Anda di halaman 1dari 10

MALPRAKTIK DAN TANGGUNG JAWAB HUKUM

DALAM PELAYANAN KESEHATAN GIGI DAN MULUT

OLEH :

NI MADE WITARI DEWI, S.ST., M.HKes


MALPRAKTIK DAN TANGGUNG JAWAB HUKUM
DALAM PELAYANAN KESEHATAN GIGI DAN MULUT

A. PENDAHULUAN
Mengamati pemberitaan media massa akhir-akhir ini, terlihat peningkatan dugaan kasus
malpraktik medik di Indonesia, terutama yang berkenaan dengan kesalahan diagnosis yang
berdampak buruk terhadap pasiennya.
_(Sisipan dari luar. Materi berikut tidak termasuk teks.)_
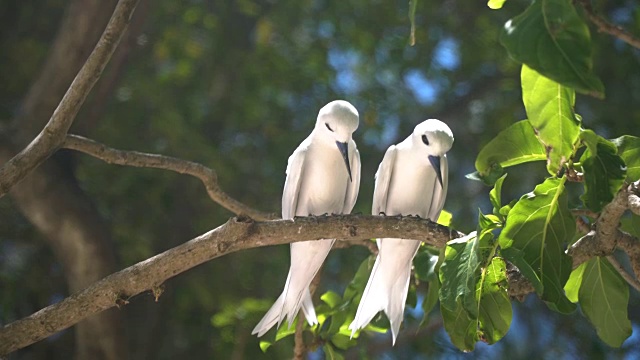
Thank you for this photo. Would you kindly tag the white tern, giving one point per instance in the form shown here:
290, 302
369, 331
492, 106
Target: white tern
323, 177
412, 179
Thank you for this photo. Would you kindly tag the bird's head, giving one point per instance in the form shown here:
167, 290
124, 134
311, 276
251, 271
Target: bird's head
434, 138
336, 122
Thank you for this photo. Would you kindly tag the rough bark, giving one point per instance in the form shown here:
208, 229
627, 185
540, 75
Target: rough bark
49, 197
235, 235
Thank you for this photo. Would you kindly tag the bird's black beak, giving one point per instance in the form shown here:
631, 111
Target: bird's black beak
435, 162
344, 150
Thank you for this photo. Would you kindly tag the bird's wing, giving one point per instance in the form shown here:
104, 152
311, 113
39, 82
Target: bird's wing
295, 168
439, 192
354, 185
383, 177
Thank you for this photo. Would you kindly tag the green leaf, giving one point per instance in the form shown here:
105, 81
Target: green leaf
494, 305
343, 342
285, 330
631, 225
459, 274
549, 107
629, 151
572, 287
424, 263
413, 4
444, 218
264, 345
534, 239
495, 195
515, 145
604, 297
354, 290
330, 353
496, 4
461, 329
604, 174
431, 299
488, 222
331, 298
551, 38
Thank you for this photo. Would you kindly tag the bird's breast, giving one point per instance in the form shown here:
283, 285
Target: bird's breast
324, 185
411, 191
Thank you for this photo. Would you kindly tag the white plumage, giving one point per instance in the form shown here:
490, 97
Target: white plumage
412, 179
323, 177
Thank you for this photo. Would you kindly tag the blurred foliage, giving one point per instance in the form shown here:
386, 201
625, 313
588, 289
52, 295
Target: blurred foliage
237, 85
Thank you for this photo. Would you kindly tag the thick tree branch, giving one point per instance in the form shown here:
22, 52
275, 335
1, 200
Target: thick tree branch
53, 134
237, 234
137, 159
606, 27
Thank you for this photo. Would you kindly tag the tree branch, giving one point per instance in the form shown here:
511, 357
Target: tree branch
137, 159
606, 27
235, 235
53, 134
623, 272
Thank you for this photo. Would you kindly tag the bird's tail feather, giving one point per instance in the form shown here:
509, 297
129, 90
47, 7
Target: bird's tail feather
387, 287
306, 260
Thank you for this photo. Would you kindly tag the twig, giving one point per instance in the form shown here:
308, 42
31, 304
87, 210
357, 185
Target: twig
584, 212
137, 159
300, 348
235, 235
371, 245
582, 225
631, 245
53, 134
606, 27
623, 272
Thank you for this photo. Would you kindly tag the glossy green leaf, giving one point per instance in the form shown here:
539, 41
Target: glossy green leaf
604, 297
354, 290
572, 287
445, 218
413, 5
516, 144
494, 305
631, 225
459, 274
343, 342
461, 329
284, 330
425, 262
488, 222
330, 353
495, 195
431, 299
551, 38
331, 298
604, 174
264, 345
549, 107
496, 4
629, 151
537, 230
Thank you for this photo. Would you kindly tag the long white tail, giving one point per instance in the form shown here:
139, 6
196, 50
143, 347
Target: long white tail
306, 259
388, 285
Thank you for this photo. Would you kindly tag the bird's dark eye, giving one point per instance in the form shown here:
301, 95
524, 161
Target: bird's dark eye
425, 140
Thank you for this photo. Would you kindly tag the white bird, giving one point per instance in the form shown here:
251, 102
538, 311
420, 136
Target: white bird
318, 182
412, 180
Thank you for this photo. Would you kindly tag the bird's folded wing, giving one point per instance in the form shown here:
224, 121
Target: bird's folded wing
383, 178
295, 168
354, 185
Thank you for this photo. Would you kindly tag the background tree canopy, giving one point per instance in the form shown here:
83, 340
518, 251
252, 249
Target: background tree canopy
236, 85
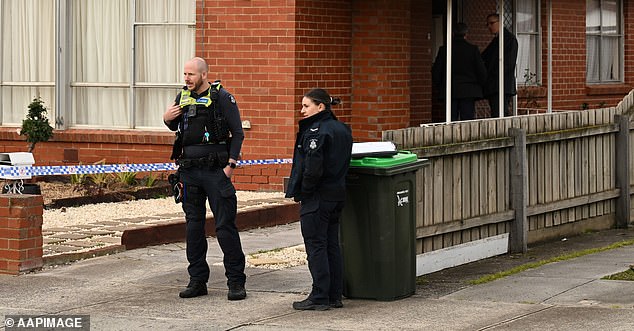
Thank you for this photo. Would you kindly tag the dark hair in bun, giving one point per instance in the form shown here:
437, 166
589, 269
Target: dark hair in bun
318, 96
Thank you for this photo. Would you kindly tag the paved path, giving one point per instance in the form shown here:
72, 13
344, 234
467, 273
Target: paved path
102, 237
138, 290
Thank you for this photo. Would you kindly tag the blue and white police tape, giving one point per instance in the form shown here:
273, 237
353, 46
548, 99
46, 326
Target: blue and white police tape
14, 171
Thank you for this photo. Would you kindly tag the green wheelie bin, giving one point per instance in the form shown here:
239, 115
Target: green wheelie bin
378, 224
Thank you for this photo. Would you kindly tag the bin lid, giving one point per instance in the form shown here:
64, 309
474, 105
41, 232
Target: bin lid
402, 157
Dalam rentang beberapa bulan terakhir ini, media massa
marak memberitahukan tentang kasus gugatan atau tuntutan hukum kepada dokter, tenaga
kesehatan lain, dan manajemen rumah sakit yang diajukan masyarakat konsumen jasa medis yang
menjadi korban dari tindakan malpraktik (malpractice) atau kelalaian medis. Ada berbagai faktor
yang melatarbelakangi munculnya gugatan - gugatan malpraktik tersebut dan semuanya
dikarenakan kerugian psikis dan fisik korban. Mulai dari kesalahan diagnosis dan pada gilirannya
mengimbas pada kesalahan terapi hingga pada kelalaian dokter pasca operasi pembedahan pada
pasien (alat bedah tertinggal didalam bagian tubuh), dan faktor-faktor lainnya. Selain itu, ada pula
tindakan kesengangajaan (intentional) yang dilakukan dokter maupun tenaga kesehatan lainnya
misalnya aborsi illegal, praktik tanpa izin dan praktik di luar kompetensi atau di luar kewenangan.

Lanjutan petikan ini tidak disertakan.